The compact design and the independence from environmental conditions of gas-insulated systems leads to an ideal suitability of this high-voltage equipment for the use in a modern power supply system. The operation of the assets under DC voltage stress is unavoidable due to the increasing distance between the areas of power generation and consumption. The reliable operation during the estimated lifetime of several decades is only feasible with a precise partial discharge diagnosis. Hence, a sensitive measurement and a doubtless interpretation of the results is necessary. Nevertheless, it is necessary to take into account, that under alternating voltage stress established physical mechanisms of the discharge processes and the influence of dielectric interfaces cannot be adopted directly, due to the changed voltage stress with a constant electric field and the related surface and volume charge accumulation.
Aim of this thesis is the analysis of defects in gas-insulated systems with and without dielectric interfaces under DC voltage stress and thereby to contribute to a reliable interpretation of partial discharge measurements. In addition, known electrical and novel optical measurement methods are investigated with respect to their capabilities and limitations when used under DC voltage stress. The experimental investigations are carried out in model electrode arrangements. The weakly inhomogeneous electrical field of the gas-insulated systems is replicated in three configurations, one for each defect investigated. The detailed analysis of the discharge processes is enabled by a direct measurement of the partial discharge currents. A distinction between impulse currents and pulseless currents is made.
Due to assembly faults or insufficient material quality fixed, metallic protrusions can be created within the insulation system.

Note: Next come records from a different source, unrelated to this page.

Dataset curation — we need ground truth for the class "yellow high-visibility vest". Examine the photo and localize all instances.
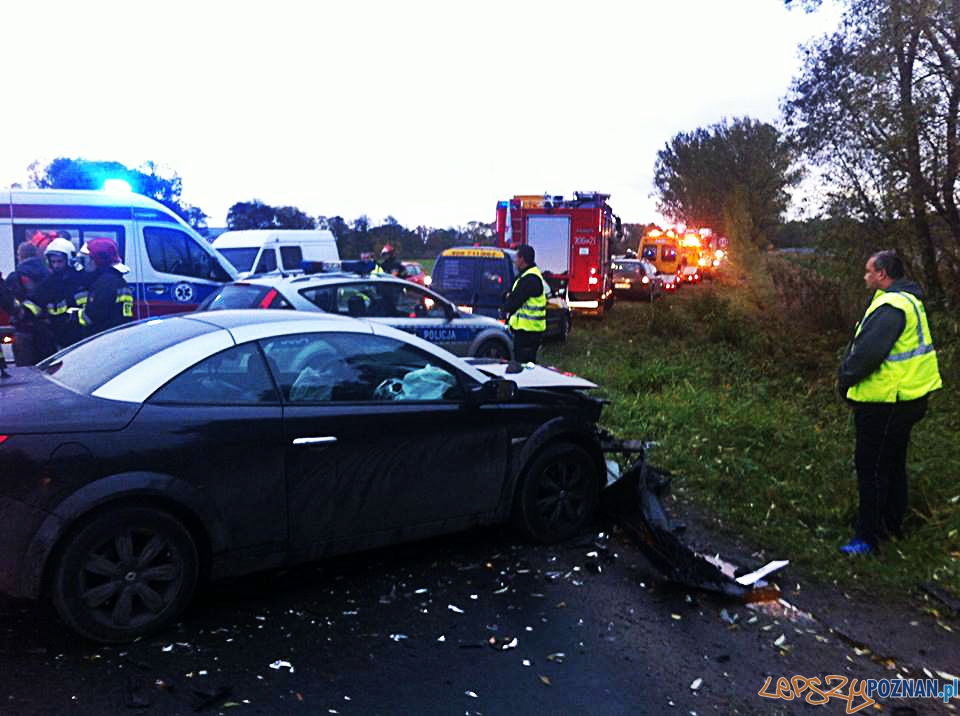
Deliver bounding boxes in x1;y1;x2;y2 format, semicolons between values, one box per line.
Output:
507;266;547;333
847;291;943;403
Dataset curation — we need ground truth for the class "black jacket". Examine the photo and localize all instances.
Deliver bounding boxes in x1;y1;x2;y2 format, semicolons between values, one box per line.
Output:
503;264;543;316
837;278;924;396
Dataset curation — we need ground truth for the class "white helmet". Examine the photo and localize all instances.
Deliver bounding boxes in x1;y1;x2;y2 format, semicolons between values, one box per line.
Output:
43;238;77;259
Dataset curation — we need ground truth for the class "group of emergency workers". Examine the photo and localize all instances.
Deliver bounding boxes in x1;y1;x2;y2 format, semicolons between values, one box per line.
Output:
0;231;133;366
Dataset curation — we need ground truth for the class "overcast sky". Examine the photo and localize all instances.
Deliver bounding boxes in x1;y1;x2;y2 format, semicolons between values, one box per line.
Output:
0;0;839;228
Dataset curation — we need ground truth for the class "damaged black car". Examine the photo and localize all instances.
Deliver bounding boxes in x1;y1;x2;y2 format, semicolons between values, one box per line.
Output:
0;311;607;642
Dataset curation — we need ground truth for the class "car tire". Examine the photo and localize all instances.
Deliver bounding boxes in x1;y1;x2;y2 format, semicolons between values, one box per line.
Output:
474;338;510;360
51;507;200;643
514;443;600;544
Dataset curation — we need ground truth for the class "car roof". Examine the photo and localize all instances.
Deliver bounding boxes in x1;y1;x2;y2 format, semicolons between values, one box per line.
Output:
234;271;410;287
89;308;487;403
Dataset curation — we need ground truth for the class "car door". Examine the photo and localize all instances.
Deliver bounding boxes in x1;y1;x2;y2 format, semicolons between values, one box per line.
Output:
138;343;287;567
356;281;477;356
262;332;509;556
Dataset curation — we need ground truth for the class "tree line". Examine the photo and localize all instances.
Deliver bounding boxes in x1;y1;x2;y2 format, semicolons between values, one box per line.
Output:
655;0;960;304
28;157;494;258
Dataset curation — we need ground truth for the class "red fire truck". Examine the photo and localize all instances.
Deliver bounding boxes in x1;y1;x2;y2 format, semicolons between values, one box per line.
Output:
497;191;623;315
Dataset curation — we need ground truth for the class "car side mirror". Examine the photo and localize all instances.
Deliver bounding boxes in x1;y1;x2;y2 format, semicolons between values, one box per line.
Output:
472;378;517;403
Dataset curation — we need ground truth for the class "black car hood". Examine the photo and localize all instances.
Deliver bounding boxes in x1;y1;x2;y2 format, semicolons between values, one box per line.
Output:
0;368;140;435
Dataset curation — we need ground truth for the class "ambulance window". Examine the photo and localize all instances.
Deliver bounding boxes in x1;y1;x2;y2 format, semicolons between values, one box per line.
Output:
280;246;303;271
143;226;229;281
255;249;277;273
13;224;126;261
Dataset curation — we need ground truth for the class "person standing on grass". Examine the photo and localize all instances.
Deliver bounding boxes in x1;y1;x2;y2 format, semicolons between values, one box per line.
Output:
503;244;547;363
837;251;943;554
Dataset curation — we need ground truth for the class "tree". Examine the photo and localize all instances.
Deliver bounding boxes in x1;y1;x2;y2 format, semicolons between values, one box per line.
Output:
784;0;960;299
654;117;800;246
27;157;207;229
227;199;317;231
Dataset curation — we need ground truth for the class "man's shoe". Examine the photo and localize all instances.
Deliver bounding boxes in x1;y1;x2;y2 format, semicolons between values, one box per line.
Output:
840;537;874;554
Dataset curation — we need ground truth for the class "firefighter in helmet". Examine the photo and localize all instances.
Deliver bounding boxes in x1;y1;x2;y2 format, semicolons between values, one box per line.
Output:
33;236;87;350
78;239;133;335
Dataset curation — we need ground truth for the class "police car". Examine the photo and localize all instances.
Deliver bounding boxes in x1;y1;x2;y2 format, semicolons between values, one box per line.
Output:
197;271;513;359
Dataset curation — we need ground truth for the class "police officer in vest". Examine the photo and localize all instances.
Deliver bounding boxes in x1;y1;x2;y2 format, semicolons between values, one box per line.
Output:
838;251;943;554
504;244;547;363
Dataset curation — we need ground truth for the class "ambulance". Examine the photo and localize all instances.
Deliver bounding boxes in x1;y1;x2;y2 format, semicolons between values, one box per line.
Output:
0;189;237;352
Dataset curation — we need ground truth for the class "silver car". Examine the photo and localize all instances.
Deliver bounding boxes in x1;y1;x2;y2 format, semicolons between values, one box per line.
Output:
197;272;513;360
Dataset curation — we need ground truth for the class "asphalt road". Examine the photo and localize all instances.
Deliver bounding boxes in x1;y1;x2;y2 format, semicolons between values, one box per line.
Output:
0;525;960;716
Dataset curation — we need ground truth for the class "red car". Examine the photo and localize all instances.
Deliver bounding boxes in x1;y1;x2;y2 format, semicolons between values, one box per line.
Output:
402;261;430;286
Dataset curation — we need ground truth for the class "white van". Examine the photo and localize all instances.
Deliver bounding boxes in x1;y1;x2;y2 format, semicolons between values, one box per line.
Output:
0;189;236;352
213;229;340;275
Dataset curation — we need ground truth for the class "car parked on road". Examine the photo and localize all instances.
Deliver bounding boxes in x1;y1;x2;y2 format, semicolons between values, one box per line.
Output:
0;310;606;642
610;258;663;301
431;246;573;343
198;272;513;359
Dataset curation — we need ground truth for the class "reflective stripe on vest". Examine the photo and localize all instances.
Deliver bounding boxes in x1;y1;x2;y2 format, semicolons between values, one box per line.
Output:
507;266;547;333
847;291;943;403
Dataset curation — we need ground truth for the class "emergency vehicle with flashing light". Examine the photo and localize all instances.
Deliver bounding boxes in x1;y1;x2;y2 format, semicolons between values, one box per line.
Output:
0;189;236;360
640;228;680;291
497;191;623;315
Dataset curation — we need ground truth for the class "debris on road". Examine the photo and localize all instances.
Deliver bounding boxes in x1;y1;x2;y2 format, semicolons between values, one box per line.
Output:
602;436;786;599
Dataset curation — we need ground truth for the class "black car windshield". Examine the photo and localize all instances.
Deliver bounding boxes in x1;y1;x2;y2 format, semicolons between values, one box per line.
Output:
37;316;220;394
218;246;260;271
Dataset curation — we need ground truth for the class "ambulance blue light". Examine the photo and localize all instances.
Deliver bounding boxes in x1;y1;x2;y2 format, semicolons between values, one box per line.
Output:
103;179;133;194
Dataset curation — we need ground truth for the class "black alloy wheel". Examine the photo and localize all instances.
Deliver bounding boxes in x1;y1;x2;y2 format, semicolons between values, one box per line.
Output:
51;507;199;643
514;443;600;544
476;338;510;360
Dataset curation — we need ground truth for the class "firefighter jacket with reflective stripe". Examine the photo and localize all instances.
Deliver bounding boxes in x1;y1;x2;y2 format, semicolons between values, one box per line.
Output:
507;266;547;333
847;291;943;403
79;266;133;334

The experimentally observed dependencies of the discharge processes on the polarity of the defect, the insulating gas pressure and the voltage stress permit a classification of four different types of discharge. In addition to the investigations in the most commonly used insulating gas sulphur-hexafluoride a comparison of the results with measurements in the climate-friendly alternative synthetic air are made. Derived from this, commonalities and differences in the discharge behaviour are discussed. Free moving, metallic particles can adhere to the gas-solid interface. The accumulation of surface charges at the solid insulator influences the partial discharge inception significantly. Due to the steady-state discharge behaviour, which is comparable to the fixed, metallic protrusion without contact to a dielectric interface, distinguishing between the two defects based on pulse repetition rates and amplitudes is challenging.
A unique aspect under DC voltage stress are discharges at the orthogonal interface between electrode coating and insulating gas. The analysis of the causes of the occurrence of these discharges, their optical and electrical characteristics and strategies for the prevention are investigated. Derived from the results, recommendations for partial discharge diagnosis of gas-insulated DC systems are discussed. These recommendations are an essential component for the future use of this asset in a high-performance electric power system with high reliability of the power supply.